Convicted lawyer being cross-examined in Orang Asli breach of trust case
Published: 16 July 2014
The cross-examination of Kanawagi a/l Seperumaniam began on Monday (14 July 2014) in the Johor Baru High Court and continued the next day. Many of us were waiting for this moment to see how a former lawyer (and the Trustee of millions of Ringgit belonging to an Orang Asli community) talks his way out of the many scenarios and conspiracies he has put forward to argue his innocence.
In 2000, the High Court awarded the Jakuns of the Linggiu Valley area in Kota Tinggi, Johor a gross compensation of RM38 million for the loss of use of their customary lands. These were the Jakun’s subsistence forests – 53,000 acres in total – which the Johor government ‘gave’ to Singapore to construct the Linggiu Dam to supply water to the island state. Mr. Kanawagi was the solicitor for the Orang Asli in this case.
Over time, at least RM12 million have not been satisfactorily accounted for, or had been illegally transferred for other purposes. The Orang Asli beneficiaries are seeking the return of these monies and for the removal of the trustees, among other declarations. For the background of the case, please go to: http://on.fb.me/Ubjd2I
Convicted and De-Barred
Mr. Kanawagi has since been convicted of an offence for dishonesty, forgery and fraud in another non-Orang Asli case, and sentenced to 6 years imprisonment. He has also been struck off the rolls as an advocate and solicitor of the High Court of Malaya. And has been convicted for criminal breach of trust with respect to dealings with the Orang Asli Trust and the Constructive Trust in the current case, where he was also slapped with charges under the Anti-Money Laundering Act. He is appealing all these decisions.
The current suit began in 2009 and went through many legal hurdles and obstacles thrown at the Orang Asli plaintiffs in an apparent attempt to delay the substantial case.
In the process, it appears that Mr. Kanawagi has given himself more rope to hang himself.

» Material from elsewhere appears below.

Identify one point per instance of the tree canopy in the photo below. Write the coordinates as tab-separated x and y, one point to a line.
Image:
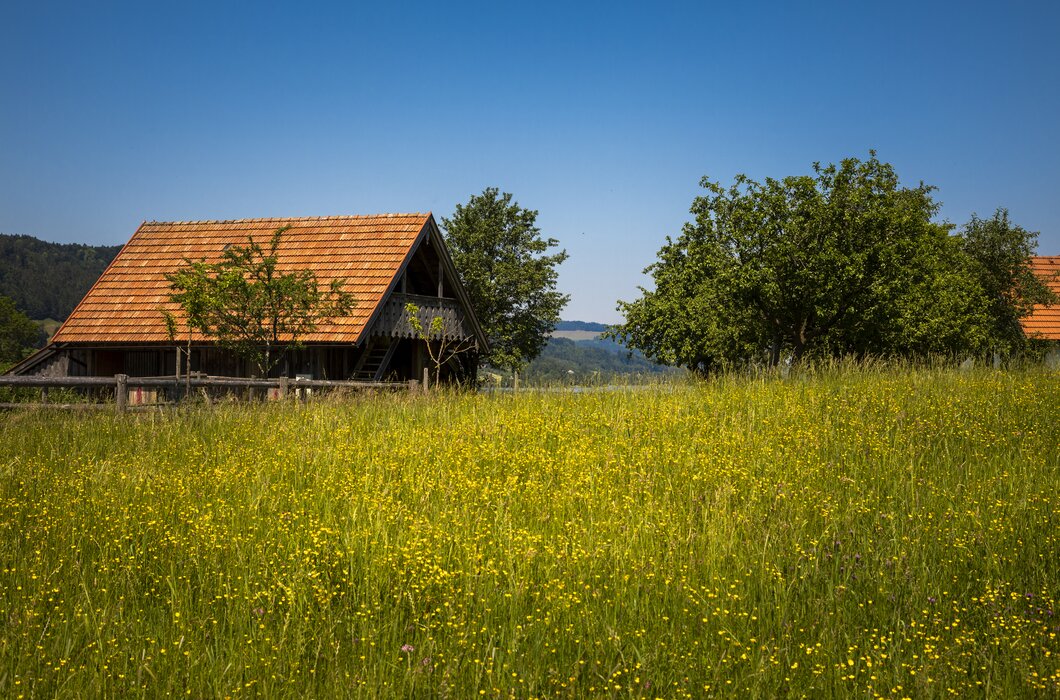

Or as the Orang Asli say: “Pasang banyak jerat sampai lupa mana, pasti kena sendiri.”
That is, "If you set too many traps you are likely to forget where you set them, and so get trapped yourself."
The cross-examination continues on 6-7 August 2014 and it promises to be interesting if the defendant’s testimony in the first two days is an indication.
16 July 2014
The lead lawyer for the Orang Asli plaintiffs, G. Ragumaren, briefing Saling, the first Plaintiff on the outcome of the day's proceedings (28 April 2014). Lawyer Renu, seated, represents the Receivers & Managers who have been sanctioned by the court to manage the Trust while the case is being heard.
Batin Hamdan conversing with Senior Lawyer Christopher Leong outside the Johor Bahru High Court in February 2013. On the left is his assistant Kenneth.
Renu gesturing to Kenneth as to which boxes of files were to be brought back to the hotel after the close of the first day of Mr. Kanawagi's cross-examination.